In a magnetic field, the beam split into three parts. Two components of the primary radiation were deflected by opposite sides, which indicated that they had charges of opposite signs. The third component preserved the linearity of propagation. Radiation having positive charge, called alpha rays, negative - beta rays, neutral - gamma rays.
While studying the nature of alpha radiation, Rutherford conducted the following experiment. In the path of the alpha particles, he placed a Geiger counter, which measured the number of emitted particles per certain time. After this, using an electrometer, he measured the charge of the particles emitted during the same time. Knowing the total charge of alpha particles and their number, Rutherford calculated the charge of one such particle.

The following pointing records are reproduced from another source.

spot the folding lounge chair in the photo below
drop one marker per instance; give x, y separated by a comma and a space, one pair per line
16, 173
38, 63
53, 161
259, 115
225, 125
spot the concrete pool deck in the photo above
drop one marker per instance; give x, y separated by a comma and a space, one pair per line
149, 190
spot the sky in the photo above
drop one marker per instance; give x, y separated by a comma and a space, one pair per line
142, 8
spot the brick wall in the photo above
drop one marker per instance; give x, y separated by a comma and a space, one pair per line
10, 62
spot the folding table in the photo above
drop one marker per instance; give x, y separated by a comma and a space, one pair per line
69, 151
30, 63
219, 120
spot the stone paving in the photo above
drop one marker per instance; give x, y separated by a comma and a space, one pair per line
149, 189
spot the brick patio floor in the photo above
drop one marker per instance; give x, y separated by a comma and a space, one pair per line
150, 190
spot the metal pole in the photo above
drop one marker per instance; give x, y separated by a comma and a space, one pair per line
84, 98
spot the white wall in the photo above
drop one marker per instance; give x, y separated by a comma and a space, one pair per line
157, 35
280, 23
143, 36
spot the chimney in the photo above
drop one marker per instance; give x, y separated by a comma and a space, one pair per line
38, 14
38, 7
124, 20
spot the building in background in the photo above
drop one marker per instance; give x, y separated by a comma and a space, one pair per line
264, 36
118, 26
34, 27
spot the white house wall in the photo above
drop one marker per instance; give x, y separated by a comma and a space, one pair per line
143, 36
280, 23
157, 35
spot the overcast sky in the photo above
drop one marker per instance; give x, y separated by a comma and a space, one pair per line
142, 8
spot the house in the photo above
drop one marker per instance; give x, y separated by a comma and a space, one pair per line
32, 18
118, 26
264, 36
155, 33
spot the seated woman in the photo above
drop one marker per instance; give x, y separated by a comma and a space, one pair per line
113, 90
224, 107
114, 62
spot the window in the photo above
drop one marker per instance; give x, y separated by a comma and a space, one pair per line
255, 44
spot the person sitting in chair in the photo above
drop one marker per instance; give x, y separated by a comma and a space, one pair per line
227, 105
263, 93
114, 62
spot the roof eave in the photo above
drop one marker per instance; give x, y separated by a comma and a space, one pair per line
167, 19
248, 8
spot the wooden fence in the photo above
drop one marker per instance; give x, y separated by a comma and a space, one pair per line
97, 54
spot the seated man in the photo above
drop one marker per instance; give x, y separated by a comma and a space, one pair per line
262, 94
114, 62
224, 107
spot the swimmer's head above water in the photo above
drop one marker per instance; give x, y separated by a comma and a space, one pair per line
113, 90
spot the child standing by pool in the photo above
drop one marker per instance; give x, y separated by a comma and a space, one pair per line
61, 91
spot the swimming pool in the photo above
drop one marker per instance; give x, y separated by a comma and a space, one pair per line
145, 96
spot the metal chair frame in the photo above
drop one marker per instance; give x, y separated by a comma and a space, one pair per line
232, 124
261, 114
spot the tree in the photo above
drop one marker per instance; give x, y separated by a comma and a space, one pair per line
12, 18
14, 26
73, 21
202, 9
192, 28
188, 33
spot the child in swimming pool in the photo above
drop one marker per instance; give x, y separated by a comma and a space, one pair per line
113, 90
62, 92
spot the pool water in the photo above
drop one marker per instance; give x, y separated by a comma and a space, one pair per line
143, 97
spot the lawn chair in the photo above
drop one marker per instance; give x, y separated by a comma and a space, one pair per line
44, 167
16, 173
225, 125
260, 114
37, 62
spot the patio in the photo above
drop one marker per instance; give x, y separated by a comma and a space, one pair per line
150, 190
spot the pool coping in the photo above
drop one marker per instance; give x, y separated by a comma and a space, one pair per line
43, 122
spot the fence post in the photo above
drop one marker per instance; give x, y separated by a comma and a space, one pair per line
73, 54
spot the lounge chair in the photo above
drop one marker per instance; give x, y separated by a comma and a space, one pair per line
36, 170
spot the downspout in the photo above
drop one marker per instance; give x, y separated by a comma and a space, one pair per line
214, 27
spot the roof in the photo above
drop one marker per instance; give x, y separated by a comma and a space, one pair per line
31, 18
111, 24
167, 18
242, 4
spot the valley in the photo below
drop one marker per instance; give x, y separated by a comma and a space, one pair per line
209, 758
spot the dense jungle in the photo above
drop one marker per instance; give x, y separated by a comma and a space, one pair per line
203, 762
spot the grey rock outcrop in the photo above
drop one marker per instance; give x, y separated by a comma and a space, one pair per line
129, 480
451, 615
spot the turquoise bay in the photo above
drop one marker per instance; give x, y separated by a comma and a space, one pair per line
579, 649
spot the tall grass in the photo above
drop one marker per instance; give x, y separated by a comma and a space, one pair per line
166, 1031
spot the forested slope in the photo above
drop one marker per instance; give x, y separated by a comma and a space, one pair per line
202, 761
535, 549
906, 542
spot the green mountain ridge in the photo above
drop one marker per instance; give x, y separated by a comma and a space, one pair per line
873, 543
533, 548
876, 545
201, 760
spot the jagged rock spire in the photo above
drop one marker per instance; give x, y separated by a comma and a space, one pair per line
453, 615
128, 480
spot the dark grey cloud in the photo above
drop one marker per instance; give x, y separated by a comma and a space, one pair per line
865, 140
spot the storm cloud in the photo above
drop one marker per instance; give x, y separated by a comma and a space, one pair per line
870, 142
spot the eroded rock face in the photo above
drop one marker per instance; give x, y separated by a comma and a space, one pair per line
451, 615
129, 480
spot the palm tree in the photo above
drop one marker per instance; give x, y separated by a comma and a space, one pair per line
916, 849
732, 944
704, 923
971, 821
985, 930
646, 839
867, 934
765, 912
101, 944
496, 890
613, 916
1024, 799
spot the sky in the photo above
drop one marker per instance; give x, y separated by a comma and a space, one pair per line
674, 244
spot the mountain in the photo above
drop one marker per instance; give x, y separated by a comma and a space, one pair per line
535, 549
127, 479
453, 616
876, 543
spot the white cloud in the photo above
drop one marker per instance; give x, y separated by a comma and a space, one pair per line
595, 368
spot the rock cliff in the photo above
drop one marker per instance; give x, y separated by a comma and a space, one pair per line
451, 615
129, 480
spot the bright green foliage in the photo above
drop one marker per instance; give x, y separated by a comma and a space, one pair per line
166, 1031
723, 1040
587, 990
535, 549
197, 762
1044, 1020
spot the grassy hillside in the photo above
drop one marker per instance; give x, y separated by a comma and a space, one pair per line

It turned out to be equal to two elementary ones.
By the deflection of particles in a magnetic field, he determined the ratio of its charge to mass. It turned out that for one elementary charge there are two atomic units masses.
Thus, it was found that with a charge equal to two elementary ones, an alpha particle has four atomic mass units. It follows from this that alpha radiation is a stream of helium nuclei.
In 1920, Rutherford proposed that there should be a particle with a mass equal mass proton, but not having electric charge- neutron. However, he was unable to detect such a particle. Its existence was experimentally proven by James Chadwick in 1932.
In addition, Rutherford refined the ratio of the electron charge to its mass by 30%.